His eyes were serene. Solemn. Resigned. He would not bend. He would not break. They could see it plainly. This was no longer the same cohort they had worked with, no longer the man who they had come to respect, no longer the man who had ordered others killed like they were about to kill him.
Friend laughed. They had told them. Now this man believed in God. Now he would not work with them. He was on his own. He was different.
Friend: You're a traitor.
He hated the Target now. How could he turn away from them? After all they'd worked for. After all they'd achieved. He would just give up now? They did not believe him about God. Who believes that? They assumed he was an ordinary traitor, one with his own reasons. It was no concern of theirs what he said now.

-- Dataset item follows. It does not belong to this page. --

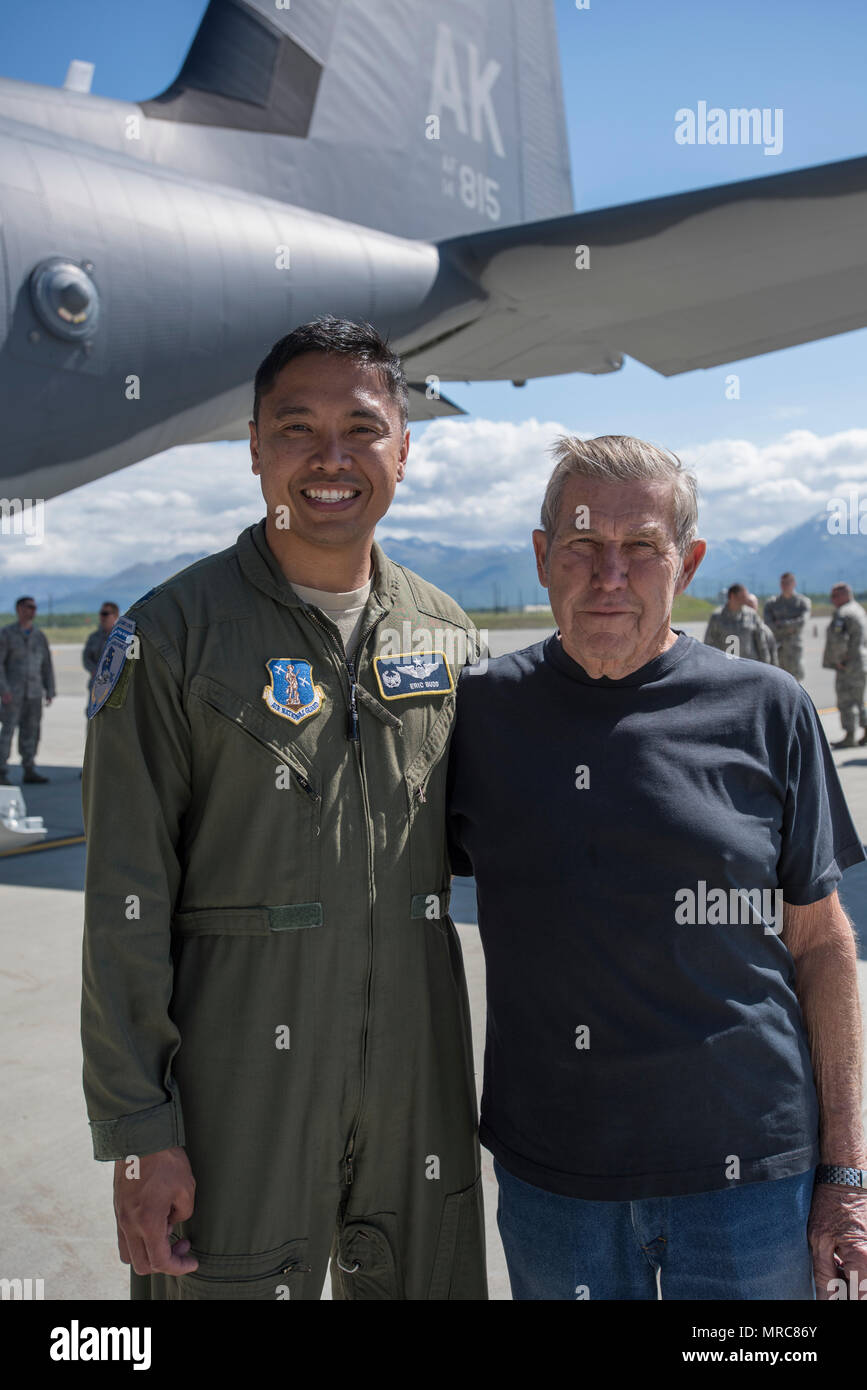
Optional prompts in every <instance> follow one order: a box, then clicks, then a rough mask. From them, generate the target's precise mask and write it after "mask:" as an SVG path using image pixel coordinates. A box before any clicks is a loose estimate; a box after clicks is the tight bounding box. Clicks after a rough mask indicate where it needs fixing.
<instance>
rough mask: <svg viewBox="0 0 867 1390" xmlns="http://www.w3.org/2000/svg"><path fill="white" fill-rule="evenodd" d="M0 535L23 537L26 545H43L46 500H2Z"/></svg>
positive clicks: (30, 498) (27, 499) (0, 511)
mask: <svg viewBox="0 0 867 1390" xmlns="http://www.w3.org/2000/svg"><path fill="white" fill-rule="evenodd" d="M0 535H22V537H24V543H25V545H42V542H43V539H44V498H0Z"/></svg>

Friend: Do you know we will kill you?
Friend didn't really want to do it. They'd been through a lot with this man. He was their colleague. Their comrade. He had helped each of them. He'd sacrificed for them. He had given to them. And he was different now. But they didn't know why.
The Target pulled a weapon from his right side coat pocket and shocked them both when he placed it on a table instead of firing.
The Target: I won't kill you. And I want you to know I forgive you. Both of you. I forgive you and when I am dead I will pray for you at the foot of the throne.
His words were incomprehensible to them. He sounded like a madman and they killed him.
Friend: Do you think he really forgave us?
He was taken aback. It was a stupid question, one he didn't know how to answer.
He and Friend parted ways then, each heading for home. He wondered how his family was, something he didn't normally allow himself to do. And as he walked his steps drew him closer to the wall. Tall, impenetrable, protective. Something was happening on that night, however. People were gathered around. He stopped to observe the commotion. There was shouting and singing. Pieces of the great facade were being tossed, thrown to the ground. They were tearing it down!
He was caught up in it, watching but not helping. He was done helping. He thought about all he had done. He thought about forgiveness. He'd just killed someone. Someone who said he forgave him. It was unsettling. And now the wall was coming down. He hoped it meant something. He hoped he was forgiven. He stared, unblinking, and as he watched, he saw the shadow moved. It was jolted out of place, obstructed, directed, pulled. He saw that something reached out to the shadow and pulled it away and, as he watched, he hoped it would do the same for him.